TEMMUZ AYINDAN SONRA HIZLANAN GÜVEN KAYBININ ALTINDA NE YATIYOR
Merkez Bankası faiz artırımları konusunda çok sorulan bir soru vardır: Merkez Bankası faizi artırdı da ne oldu? Bizde genellikle Merkez Bankası faiz artırımlarına eşlik eden birtakım risk artırıcı açıklamalar ve olaylar söz konusu olduğu için bu sorunun yanıtını doğru biçimde vermek pek de mümkün olmaz. Buna karşılık Merkez Bankası faiz artırmazsa ne olur sorusunun yanıtı yukarıdaki tablo ve grafiklerden çok net bir biçimde görülebiliyor. Hatırlanacağı üzere Merkez Bankası 24 Temmuz 2018 günkü Para Politikası Kurulu toplantısında faizlerin artırılmaması kararını almıştı. İşte o karar sonrasında ekonomide güven kaybı en üst noktalara ulaşmış görünüyor.

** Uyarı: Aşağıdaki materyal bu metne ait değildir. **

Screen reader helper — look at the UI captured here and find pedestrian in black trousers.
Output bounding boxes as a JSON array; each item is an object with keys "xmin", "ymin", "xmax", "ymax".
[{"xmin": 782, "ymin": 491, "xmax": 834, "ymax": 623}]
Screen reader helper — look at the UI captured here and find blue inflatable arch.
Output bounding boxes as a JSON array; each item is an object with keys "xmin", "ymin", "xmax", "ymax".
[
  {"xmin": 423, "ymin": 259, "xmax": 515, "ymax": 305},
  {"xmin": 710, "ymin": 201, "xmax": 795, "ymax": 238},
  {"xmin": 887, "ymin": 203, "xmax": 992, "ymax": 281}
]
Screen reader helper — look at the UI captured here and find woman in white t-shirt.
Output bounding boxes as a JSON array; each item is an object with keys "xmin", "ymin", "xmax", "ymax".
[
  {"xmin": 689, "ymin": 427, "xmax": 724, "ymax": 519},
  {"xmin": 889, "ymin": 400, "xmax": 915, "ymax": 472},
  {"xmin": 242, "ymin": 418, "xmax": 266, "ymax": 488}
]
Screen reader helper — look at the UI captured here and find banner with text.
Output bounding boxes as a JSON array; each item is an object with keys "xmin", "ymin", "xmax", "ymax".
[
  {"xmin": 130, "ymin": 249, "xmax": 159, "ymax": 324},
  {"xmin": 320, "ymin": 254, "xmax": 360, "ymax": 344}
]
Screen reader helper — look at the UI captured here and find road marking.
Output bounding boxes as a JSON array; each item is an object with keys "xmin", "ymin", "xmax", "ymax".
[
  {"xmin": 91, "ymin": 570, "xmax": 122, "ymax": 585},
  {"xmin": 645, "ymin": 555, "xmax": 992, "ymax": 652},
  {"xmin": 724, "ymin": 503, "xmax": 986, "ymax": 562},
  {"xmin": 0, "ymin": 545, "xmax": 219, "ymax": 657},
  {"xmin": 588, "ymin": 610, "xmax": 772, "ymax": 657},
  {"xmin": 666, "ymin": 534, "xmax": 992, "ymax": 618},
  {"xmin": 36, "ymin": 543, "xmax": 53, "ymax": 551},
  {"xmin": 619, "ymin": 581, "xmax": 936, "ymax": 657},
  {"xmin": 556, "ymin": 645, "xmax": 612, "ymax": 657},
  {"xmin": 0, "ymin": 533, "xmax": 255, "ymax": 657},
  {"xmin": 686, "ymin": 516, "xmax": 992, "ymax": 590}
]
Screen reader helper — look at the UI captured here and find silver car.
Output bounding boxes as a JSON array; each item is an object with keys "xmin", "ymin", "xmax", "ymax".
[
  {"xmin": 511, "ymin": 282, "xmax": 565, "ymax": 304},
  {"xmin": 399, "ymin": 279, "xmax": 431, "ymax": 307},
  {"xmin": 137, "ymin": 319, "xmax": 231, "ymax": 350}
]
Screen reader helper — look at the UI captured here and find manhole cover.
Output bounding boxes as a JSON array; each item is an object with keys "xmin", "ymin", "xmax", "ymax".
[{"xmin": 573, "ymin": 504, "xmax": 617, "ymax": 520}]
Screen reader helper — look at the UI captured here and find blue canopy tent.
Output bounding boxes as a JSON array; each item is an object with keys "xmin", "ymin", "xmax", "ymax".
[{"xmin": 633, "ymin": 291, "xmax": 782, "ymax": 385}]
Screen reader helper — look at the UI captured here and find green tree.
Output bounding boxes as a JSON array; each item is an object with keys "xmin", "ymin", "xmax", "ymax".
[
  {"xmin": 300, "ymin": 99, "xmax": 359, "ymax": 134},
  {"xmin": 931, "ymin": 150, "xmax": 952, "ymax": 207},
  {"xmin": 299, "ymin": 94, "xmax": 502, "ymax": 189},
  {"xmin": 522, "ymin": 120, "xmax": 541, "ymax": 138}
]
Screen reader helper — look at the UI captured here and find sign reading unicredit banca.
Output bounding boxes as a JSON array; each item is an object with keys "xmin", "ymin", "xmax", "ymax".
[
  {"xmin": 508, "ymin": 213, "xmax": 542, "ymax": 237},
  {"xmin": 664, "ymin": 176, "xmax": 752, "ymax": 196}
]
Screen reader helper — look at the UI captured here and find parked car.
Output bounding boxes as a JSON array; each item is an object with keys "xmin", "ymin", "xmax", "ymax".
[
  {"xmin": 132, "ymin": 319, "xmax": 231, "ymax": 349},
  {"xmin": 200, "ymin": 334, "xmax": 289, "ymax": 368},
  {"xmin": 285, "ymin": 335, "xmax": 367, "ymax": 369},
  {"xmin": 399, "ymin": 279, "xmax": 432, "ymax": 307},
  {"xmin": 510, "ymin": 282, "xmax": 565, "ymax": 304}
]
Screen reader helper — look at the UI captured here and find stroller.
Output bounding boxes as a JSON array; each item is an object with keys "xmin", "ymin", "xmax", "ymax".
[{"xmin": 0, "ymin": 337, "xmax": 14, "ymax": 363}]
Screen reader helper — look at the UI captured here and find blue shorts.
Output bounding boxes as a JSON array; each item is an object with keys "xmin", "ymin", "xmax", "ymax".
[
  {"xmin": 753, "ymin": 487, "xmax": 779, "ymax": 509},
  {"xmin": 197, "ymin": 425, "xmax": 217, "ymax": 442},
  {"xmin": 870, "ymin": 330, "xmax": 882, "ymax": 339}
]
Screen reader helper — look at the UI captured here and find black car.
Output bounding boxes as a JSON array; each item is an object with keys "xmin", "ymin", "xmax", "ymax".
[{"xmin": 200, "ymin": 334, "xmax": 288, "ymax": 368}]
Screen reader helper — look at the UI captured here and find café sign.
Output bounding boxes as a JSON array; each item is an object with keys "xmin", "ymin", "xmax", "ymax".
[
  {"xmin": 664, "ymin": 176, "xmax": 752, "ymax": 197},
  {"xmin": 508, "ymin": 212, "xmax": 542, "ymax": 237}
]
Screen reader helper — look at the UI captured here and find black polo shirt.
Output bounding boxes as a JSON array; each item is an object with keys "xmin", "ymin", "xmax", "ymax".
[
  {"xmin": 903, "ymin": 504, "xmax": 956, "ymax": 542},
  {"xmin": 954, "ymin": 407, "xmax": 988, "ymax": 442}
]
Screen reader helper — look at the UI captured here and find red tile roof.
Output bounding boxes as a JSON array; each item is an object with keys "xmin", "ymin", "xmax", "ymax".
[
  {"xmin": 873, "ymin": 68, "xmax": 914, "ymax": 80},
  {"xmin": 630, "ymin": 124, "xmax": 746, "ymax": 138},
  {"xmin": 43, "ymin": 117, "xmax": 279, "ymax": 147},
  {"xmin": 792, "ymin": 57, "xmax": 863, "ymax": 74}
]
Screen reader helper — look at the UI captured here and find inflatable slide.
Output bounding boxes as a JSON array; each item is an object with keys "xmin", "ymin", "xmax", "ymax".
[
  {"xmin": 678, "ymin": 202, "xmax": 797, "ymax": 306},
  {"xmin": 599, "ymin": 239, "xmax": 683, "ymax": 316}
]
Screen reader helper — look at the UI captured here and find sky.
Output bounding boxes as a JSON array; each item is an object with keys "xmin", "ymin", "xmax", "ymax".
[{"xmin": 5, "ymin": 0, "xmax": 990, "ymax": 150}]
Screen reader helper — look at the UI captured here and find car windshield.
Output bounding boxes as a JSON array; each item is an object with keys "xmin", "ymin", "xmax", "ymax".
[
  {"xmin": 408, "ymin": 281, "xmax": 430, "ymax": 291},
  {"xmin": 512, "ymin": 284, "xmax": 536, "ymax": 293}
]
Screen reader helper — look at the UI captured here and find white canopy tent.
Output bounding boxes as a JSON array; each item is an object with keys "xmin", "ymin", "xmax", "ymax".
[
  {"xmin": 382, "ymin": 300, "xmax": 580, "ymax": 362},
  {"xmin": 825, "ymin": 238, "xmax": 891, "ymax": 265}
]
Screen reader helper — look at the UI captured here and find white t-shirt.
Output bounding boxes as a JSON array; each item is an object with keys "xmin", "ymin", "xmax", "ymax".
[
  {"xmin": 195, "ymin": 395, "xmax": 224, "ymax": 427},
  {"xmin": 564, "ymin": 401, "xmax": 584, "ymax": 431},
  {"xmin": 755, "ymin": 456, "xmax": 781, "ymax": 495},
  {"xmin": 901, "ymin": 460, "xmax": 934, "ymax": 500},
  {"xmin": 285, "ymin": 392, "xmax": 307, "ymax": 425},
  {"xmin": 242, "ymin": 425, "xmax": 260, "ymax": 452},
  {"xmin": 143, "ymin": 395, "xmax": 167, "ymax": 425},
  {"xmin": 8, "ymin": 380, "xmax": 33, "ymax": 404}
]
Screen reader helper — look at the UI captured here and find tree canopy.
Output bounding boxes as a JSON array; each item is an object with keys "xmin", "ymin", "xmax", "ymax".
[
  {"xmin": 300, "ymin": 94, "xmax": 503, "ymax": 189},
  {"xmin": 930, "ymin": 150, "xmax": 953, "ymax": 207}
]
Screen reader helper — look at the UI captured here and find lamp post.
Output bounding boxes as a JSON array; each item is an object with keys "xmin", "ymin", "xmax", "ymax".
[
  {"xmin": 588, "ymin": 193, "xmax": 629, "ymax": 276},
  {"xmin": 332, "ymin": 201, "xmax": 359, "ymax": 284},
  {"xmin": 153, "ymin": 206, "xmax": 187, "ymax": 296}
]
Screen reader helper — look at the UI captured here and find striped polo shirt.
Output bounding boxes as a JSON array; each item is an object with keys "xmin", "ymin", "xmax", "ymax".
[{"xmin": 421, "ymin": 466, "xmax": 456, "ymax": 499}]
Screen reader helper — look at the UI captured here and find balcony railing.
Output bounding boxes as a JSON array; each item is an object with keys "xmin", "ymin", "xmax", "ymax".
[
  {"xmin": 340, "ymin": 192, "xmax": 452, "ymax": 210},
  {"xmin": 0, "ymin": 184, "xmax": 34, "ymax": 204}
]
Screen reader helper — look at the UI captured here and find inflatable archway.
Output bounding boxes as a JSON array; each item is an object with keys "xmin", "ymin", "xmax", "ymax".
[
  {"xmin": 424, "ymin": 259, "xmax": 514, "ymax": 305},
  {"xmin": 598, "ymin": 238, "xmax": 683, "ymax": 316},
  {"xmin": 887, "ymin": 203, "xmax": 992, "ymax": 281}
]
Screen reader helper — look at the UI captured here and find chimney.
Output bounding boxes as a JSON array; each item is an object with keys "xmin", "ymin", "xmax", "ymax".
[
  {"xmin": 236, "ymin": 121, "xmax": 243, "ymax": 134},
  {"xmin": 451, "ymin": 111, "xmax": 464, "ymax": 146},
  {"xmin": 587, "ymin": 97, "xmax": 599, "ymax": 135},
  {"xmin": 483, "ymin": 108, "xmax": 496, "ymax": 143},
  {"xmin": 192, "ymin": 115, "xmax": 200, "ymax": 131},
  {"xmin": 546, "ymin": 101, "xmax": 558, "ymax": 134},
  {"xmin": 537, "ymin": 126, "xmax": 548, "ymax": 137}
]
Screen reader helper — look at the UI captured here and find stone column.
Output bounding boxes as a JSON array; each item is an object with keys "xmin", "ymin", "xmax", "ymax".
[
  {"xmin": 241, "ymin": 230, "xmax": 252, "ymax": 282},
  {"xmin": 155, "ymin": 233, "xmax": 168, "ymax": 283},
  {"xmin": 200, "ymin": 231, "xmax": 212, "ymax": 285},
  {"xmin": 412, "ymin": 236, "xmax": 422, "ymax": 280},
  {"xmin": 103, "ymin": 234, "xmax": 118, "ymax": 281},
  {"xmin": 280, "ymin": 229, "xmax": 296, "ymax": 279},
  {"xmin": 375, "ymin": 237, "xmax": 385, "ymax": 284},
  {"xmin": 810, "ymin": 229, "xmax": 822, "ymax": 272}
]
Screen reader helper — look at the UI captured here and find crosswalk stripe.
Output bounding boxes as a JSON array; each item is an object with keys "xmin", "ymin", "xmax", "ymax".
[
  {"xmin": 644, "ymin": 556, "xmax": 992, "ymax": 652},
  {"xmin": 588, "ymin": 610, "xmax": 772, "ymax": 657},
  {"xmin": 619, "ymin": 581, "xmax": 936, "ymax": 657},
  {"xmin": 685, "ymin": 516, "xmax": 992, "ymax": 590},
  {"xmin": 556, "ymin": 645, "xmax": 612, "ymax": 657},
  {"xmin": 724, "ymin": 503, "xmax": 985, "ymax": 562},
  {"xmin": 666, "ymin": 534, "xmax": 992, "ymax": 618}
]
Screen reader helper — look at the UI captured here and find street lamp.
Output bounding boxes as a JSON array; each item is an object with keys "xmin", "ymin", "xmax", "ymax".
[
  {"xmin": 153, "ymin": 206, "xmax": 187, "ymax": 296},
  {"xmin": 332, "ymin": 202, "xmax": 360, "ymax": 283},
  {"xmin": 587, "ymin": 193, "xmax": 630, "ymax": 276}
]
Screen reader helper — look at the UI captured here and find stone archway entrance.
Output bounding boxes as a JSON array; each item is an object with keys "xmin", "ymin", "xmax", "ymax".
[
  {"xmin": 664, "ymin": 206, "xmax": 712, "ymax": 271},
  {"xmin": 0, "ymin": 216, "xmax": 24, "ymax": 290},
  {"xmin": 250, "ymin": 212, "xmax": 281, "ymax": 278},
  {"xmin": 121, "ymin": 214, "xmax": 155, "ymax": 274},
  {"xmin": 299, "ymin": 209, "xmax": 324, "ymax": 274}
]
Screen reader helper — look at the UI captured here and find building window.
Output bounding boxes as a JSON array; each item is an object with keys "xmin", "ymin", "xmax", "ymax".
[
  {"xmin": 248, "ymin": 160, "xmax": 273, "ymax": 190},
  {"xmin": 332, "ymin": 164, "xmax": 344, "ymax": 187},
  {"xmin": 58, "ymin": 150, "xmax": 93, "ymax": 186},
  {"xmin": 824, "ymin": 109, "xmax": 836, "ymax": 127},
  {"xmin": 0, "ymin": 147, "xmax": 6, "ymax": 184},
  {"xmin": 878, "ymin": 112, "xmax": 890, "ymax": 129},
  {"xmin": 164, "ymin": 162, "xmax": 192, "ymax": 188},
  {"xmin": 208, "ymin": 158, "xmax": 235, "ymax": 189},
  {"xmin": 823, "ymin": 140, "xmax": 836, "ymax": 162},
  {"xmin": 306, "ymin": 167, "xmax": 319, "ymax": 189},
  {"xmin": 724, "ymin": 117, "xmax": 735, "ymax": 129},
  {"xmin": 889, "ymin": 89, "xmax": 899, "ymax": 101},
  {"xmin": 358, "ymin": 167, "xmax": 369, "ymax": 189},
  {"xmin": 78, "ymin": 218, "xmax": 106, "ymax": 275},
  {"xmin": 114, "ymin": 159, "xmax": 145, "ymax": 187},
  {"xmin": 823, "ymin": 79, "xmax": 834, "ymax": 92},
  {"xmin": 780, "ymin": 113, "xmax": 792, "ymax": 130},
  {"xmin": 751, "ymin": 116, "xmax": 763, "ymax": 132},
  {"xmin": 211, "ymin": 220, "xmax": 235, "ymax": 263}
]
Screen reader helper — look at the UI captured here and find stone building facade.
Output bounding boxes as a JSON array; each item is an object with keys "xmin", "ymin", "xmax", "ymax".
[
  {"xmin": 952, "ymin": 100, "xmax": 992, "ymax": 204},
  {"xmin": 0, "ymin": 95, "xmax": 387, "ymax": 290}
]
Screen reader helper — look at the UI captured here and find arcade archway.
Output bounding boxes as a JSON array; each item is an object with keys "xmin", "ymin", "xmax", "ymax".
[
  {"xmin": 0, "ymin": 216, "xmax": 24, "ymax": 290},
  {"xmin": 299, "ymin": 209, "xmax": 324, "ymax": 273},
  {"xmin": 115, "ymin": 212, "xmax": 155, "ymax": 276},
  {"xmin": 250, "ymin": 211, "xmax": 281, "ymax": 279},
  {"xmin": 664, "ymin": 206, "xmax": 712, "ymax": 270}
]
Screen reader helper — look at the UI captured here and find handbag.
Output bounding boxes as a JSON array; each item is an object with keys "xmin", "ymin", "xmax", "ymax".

Bir ekonominin doğru ekonomi politikası uygulamaması başka bir şeydir doğru politika uygulamayacağı mesajı vermesi başka bir şeydir. İlki bir hatayı gösterir, hata düzeltilebilir. O nedenle sonuçları sıkıntı yaratsa da hata düzelince tamir edilebilir. İkincisi çok daha sıkıntılı bir durumu gösterir, çünkü orada hatada ısrar var demektir. Türkiye, bir süredir ikinci durumda bulunuyor.
Henüz yorum yapılmamış.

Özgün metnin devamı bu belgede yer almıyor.